1. The industry will not evolve into the few who dominate; rather, many firms will prosper and a firm’s size will be appropriate to its market.
  2. Technology will streamline and commoditize more routine tasks—like backoffice—and even basic advice. Complexity will be where the value is.
  3. Large firms are on the demise.
  4. The most enduring and powerful consolidators are the organic ones
  5. The next generation is not a succession issue—it is a leverage issue
  6. Advisor ownership will always be a trump card
  7. Culture eats strategy for breakfast
Palaveev says the advisory industry will evolve in similar fashion to the accounting industry in the way it matures.
Firm size and competition will reflect client size. Midsize firms will service private and small businesses.
Large regional firms will service large privately owned companies.
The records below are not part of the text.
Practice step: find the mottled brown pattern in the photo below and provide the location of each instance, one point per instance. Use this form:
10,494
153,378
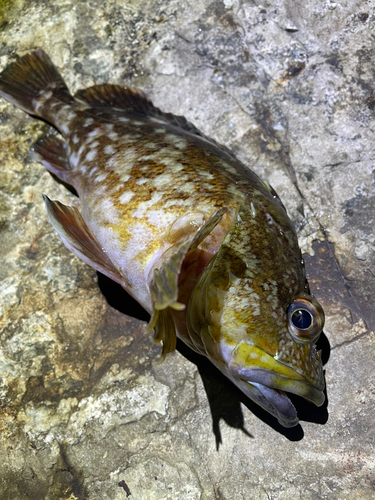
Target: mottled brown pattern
149,182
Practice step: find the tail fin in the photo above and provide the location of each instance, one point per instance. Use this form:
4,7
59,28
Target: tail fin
31,81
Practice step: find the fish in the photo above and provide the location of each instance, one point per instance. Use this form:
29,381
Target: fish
191,233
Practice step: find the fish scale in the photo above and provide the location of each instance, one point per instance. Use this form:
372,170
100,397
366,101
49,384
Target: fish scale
189,231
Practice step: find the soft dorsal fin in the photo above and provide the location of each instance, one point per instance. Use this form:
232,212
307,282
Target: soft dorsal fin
164,283
116,96
77,237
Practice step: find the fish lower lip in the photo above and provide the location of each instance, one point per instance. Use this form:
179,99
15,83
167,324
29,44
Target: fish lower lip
275,402
273,381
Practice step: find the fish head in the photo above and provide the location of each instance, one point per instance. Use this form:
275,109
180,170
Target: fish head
265,367
259,325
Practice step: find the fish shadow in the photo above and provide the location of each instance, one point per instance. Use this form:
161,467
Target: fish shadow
224,398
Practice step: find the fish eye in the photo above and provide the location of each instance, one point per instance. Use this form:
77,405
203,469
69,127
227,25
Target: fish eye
305,318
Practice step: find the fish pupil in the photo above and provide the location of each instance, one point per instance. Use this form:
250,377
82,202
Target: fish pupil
301,319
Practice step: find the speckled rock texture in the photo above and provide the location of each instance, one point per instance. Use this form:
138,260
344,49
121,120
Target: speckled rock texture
86,411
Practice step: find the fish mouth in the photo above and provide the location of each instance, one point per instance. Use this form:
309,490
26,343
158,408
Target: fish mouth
265,380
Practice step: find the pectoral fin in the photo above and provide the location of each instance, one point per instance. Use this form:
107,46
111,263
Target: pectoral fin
164,283
52,153
77,237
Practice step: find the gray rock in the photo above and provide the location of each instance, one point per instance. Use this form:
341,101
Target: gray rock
86,411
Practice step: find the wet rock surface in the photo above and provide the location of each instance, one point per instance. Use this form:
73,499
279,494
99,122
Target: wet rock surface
86,412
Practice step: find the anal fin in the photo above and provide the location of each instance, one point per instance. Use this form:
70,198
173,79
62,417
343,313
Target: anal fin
164,283
52,153
77,237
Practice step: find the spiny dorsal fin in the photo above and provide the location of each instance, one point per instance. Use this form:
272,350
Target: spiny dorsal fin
107,95
164,284
31,80
78,238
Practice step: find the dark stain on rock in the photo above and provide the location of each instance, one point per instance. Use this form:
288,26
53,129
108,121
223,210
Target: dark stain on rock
119,299
125,487
294,70
67,482
359,212
363,16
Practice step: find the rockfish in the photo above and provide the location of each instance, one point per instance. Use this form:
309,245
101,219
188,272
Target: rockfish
192,234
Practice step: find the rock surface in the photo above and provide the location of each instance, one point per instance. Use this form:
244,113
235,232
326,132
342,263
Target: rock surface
86,412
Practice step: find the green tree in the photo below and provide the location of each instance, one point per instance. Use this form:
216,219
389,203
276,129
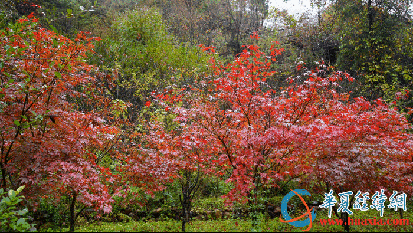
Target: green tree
145,59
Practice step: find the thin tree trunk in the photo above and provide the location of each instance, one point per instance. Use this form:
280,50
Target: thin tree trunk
72,212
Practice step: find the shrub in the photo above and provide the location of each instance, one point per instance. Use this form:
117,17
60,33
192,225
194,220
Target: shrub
10,218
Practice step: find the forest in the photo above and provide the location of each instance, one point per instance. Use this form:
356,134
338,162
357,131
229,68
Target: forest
205,115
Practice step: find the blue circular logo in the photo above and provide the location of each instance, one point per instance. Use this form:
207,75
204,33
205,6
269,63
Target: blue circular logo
295,222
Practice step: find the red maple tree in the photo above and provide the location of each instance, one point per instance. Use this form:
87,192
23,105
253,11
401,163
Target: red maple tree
310,131
52,119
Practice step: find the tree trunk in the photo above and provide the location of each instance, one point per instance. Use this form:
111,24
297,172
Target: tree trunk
72,212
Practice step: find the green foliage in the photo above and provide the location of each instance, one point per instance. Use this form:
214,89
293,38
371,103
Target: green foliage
145,58
10,218
375,47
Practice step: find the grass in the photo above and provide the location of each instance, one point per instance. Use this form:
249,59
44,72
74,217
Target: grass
231,225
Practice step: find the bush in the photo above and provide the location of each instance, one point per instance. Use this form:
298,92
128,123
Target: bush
10,218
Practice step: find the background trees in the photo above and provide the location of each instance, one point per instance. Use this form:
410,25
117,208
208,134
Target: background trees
155,112
48,137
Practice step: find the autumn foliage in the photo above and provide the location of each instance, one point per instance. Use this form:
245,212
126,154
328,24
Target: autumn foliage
311,132
56,125
48,135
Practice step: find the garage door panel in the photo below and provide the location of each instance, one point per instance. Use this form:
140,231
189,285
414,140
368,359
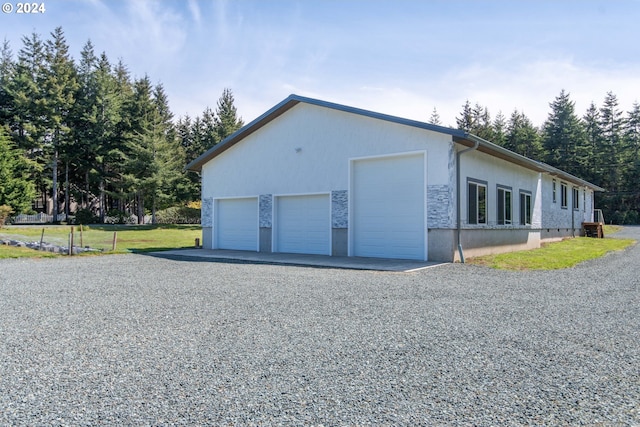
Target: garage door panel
389,207
303,224
237,224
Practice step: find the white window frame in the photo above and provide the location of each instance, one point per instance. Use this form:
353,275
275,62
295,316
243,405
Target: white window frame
474,216
526,212
504,208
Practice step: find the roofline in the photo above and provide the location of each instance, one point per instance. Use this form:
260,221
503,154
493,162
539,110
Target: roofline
458,135
505,154
290,102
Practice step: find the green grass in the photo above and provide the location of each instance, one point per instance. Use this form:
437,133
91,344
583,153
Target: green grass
554,256
130,238
14,252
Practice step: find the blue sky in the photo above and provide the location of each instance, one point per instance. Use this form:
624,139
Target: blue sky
401,57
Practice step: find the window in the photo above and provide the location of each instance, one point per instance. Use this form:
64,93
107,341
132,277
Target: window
525,208
504,205
477,203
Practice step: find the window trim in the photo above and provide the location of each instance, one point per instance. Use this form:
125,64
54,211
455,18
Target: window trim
477,183
526,212
502,211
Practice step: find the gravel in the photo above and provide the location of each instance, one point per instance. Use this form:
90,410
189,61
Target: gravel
140,340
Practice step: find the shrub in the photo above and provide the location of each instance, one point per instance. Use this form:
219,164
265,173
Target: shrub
5,211
118,217
178,215
86,216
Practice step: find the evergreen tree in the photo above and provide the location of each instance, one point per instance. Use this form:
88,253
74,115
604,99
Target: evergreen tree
435,117
26,115
593,144
522,137
227,120
16,187
499,130
60,85
7,74
611,123
482,123
631,174
563,137
466,121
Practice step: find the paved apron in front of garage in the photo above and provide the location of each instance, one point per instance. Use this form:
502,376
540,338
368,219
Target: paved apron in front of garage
354,263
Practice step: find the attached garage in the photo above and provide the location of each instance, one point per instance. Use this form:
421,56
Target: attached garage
388,207
236,224
302,224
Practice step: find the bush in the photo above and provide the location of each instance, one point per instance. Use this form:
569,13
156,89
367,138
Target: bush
178,215
5,211
119,217
86,216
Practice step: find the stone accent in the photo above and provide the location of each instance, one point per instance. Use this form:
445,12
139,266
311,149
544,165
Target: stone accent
438,206
339,209
207,212
266,210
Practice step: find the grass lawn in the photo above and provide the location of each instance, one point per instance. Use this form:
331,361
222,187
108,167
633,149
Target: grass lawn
554,256
130,238
14,252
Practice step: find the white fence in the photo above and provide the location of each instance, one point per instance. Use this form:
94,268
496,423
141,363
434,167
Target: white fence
36,219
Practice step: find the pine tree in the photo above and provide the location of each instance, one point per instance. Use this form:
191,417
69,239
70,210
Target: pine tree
7,73
631,175
499,130
522,137
611,123
593,144
60,85
16,187
27,116
466,121
435,117
563,136
227,120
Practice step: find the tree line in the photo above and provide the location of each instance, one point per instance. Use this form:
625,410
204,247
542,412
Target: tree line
602,146
87,132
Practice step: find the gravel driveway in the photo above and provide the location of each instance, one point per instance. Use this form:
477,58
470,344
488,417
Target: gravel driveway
138,340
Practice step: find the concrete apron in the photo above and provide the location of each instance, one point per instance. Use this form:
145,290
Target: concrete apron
353,263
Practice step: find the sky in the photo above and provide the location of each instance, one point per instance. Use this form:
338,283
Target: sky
399,57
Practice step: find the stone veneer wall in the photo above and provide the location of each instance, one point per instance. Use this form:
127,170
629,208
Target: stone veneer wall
339,223
265,206
439,208
207,212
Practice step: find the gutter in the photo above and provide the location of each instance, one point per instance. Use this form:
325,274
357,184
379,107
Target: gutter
458,225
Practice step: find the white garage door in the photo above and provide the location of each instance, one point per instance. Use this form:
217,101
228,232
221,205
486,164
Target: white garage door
303,224
388,203
237,224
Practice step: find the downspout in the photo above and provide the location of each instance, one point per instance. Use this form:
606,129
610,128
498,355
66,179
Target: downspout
458,226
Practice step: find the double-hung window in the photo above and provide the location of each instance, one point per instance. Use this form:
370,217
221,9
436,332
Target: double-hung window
477,201
504,205
525,208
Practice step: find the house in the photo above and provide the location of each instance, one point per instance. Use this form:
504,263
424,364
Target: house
310,176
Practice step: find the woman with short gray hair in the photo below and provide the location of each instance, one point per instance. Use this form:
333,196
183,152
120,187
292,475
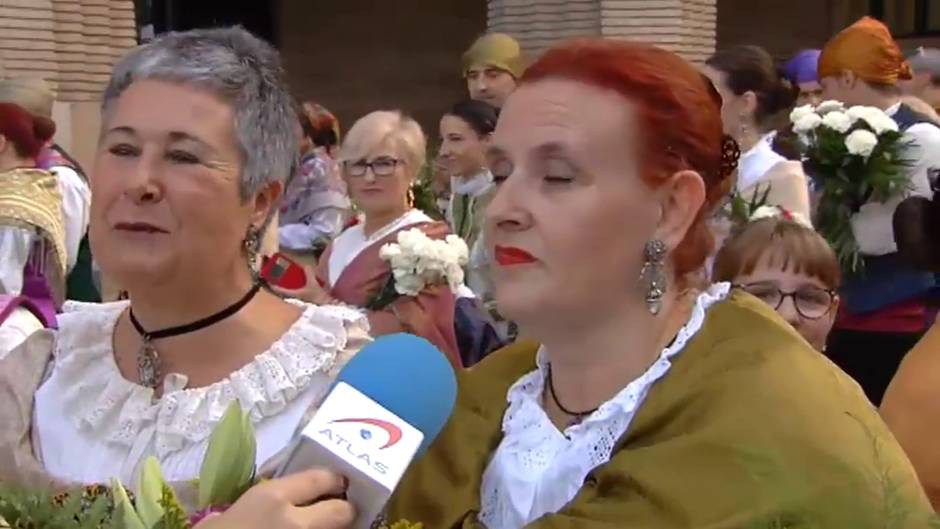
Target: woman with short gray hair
196,144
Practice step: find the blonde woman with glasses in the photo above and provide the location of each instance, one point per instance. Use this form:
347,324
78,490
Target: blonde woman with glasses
380,159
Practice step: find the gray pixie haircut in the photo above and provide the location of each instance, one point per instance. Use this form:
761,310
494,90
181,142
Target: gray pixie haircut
240,68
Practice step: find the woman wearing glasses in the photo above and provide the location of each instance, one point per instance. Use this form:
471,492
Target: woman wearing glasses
380,158
780,259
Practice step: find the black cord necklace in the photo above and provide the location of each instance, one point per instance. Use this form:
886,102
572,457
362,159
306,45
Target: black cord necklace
577,415
148,359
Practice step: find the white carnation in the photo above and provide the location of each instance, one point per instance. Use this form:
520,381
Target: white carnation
409,284
837,121
801,112
874,117
861,143
830,106
389,251
765,212
884,124
777,212
807,123
418,261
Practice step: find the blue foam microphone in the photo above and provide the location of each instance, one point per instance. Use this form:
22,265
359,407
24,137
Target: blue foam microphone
387,406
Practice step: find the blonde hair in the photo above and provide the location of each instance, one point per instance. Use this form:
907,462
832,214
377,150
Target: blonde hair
376,128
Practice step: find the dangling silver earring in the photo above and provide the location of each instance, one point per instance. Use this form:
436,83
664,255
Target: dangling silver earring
250,246
653,274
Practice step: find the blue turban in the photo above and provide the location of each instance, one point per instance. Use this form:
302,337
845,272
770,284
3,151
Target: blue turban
802,67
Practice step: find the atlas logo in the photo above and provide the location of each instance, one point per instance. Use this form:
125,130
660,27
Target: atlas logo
394,432
368,454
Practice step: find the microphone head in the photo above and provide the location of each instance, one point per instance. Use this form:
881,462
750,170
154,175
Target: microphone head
407,376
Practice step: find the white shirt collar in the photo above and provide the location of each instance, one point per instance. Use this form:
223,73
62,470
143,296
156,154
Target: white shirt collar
474,186
536,469
756,162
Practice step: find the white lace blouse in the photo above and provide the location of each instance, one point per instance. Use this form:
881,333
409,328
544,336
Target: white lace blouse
537,469
94,425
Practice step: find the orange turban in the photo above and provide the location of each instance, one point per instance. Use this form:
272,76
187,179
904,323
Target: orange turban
866,49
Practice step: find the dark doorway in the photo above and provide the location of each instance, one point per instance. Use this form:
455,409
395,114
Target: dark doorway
257,16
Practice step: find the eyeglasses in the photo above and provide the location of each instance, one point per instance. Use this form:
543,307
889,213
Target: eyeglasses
811,303
380,167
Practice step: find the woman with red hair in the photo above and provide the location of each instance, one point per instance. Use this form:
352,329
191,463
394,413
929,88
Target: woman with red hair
645,403
32,230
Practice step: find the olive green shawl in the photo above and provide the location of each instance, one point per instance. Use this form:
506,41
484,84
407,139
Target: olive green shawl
751,428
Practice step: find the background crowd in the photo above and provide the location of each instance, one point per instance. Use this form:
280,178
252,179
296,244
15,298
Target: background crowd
643,309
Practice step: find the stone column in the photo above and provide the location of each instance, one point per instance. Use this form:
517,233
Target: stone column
684,26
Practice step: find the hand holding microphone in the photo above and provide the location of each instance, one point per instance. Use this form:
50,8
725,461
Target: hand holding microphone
289,503
388,404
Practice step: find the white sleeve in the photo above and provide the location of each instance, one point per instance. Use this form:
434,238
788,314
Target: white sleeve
15,245
76,202
19,325
324,222
873,225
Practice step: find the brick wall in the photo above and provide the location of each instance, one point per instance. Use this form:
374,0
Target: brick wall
538,24
70,43
684,26
356,56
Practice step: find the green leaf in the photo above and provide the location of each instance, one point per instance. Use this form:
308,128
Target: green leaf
228,469
124,516
149,492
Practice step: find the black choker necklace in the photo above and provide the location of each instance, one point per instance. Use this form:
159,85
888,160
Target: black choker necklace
577,415
148,360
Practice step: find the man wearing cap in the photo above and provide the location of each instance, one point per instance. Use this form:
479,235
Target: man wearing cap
492,66
801,72
884,312
925,85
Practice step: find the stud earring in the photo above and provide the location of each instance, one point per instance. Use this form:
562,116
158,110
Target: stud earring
250,245
653,274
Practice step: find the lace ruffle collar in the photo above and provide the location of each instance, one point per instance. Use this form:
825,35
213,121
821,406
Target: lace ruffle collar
525,396
99,398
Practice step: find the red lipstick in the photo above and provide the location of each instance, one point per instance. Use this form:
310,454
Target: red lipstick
511,256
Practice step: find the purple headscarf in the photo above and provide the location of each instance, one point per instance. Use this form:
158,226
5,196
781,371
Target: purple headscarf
802,67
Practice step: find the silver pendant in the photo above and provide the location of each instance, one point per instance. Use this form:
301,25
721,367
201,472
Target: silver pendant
148,365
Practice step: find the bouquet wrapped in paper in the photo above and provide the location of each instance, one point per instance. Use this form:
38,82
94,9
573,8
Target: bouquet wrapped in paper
227,472
855,155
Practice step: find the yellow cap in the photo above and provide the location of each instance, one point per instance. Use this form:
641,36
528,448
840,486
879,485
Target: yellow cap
496,50
31,93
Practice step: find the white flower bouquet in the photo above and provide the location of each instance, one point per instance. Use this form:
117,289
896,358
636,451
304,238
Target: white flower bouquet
419,262
854,155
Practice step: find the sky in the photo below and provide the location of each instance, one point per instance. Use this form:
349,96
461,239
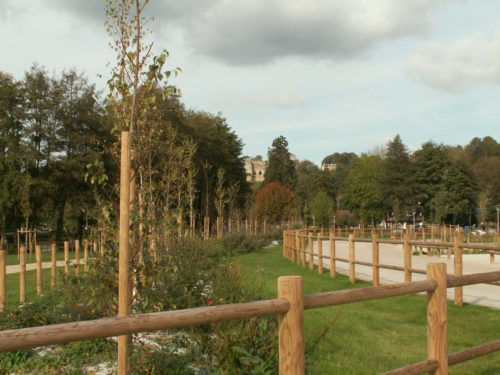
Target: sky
329,75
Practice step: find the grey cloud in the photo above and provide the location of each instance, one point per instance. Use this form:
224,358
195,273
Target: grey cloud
252,32
247,32
459,65
282,98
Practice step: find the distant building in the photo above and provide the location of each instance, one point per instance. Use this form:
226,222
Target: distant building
328,167
255,170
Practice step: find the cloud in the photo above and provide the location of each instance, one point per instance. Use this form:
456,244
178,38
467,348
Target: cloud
282,98
253,32
249,32
464,63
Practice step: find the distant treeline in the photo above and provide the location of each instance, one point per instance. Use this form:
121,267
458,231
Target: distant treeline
59,155
440,183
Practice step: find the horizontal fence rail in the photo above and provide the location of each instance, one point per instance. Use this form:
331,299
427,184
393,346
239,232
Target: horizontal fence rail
299,246
26,338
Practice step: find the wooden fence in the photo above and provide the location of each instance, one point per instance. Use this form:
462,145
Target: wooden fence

Solo practices will service tax and micro-businesses.
Consolidation in the industry will continue at a steady pace but the days of the roll-up are over.
Technological advances are forcing the commoditization of basic, mass-market level services.
This frees more time for advisors to differentiate themselves through a niche and to build deeper client relationships.
The headaches of running an office will be taken over by technology, allowing you to do what you really love and lead a much more fulfilling professional life.
The last takeaway Palaveev offers is that consolidation never stops but it also never fully succeeds.